O fim da Primeira Guerra Mundial provoca uma mudança na forma dos franceses relacionarem-se com o Outro. Os artistas franceses, que passaram pelos horrores da guerra e viveram a barbárie, perceberam o esgotamento do modelo da civilização européia, concluindo que “o mundo se tornava permanentemente surrealista” (CLIFFORD, 2002, p.135). Conseqüentemente, estes artistas da vanguarda parisiense passaram a olhar para a África (e, em menor grau, para a Oceania e a América) como uma possibilidade de novas formas de viver e de novas crenças. Os Outros surgiram como alternativas sérias de organização social, tornando possível o moderno relativismo cultural. O Surrealismo Etnográfico considerava que as sociedades “primitivas” podiam ser usadas como fontes técnicas, cosmológicas e científicas e, assim, artistas e escritores de vanguarda foram em busca destas fontes.

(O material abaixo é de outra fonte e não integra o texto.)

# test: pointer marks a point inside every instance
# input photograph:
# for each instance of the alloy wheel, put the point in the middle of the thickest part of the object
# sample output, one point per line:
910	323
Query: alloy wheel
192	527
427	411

Um novo olhar, inicialmente concentrado na vanguarda artística francesa, contamina Paris, considerada a capital cultural do mundo na época, fazendo com que a cidade seja tomada por espetáculos de artistas negros de todas as partes do mundo. O fenômeno recebe na França o nome de négrophilie:

Paris, 1925: a Revue Nègre faz grande sucesso em sua temporada no Théatre dês Champs- Elysées, seguindo os passos da Southern Syncopated Orchestra de W.H. Wellmon. Os spirituals e o jazz arrebatam a burguesia de vanguarda, que toma de assalto os bares dos negros, vibra com os novos ritmos em busca de algo primitivo, selvagem e completamente moderno. A Paris da moda é levada pelo som pulsante dos banjos e pela sensual Josephine Baker [...] (Ibid., p.138).

É em 1922, nesta cena de efervescência da négrophilie, que a França volta seus olhos também para o Brasil. O bailarino brasileiro Duque, radicado na França, convida Pixinguinha e Donga, com seu grupo Oito Batutas para apresentarem-se no clube Schéhérazade, em Paris. A permanência do grupo, que tinha sido planejada para três semanas, estende-se por seis meses, obtendo sucesso em Paris (MENEZES BASTOS, 2005). O jornalista francês Rémy Kolpa

Kopoul especula, na entrevista empírica, que, se o grupo de Pixinguinha tivesse permanecido em Paris, talvez o choro alcançasse a notoriedade internacional do tango, mas acrescenta que a curta temporada dos Oito Batutas, não consolidou a presença desta música na França, tanto em termos de atingir o imaginário do público como em relação aos registros na imprensa.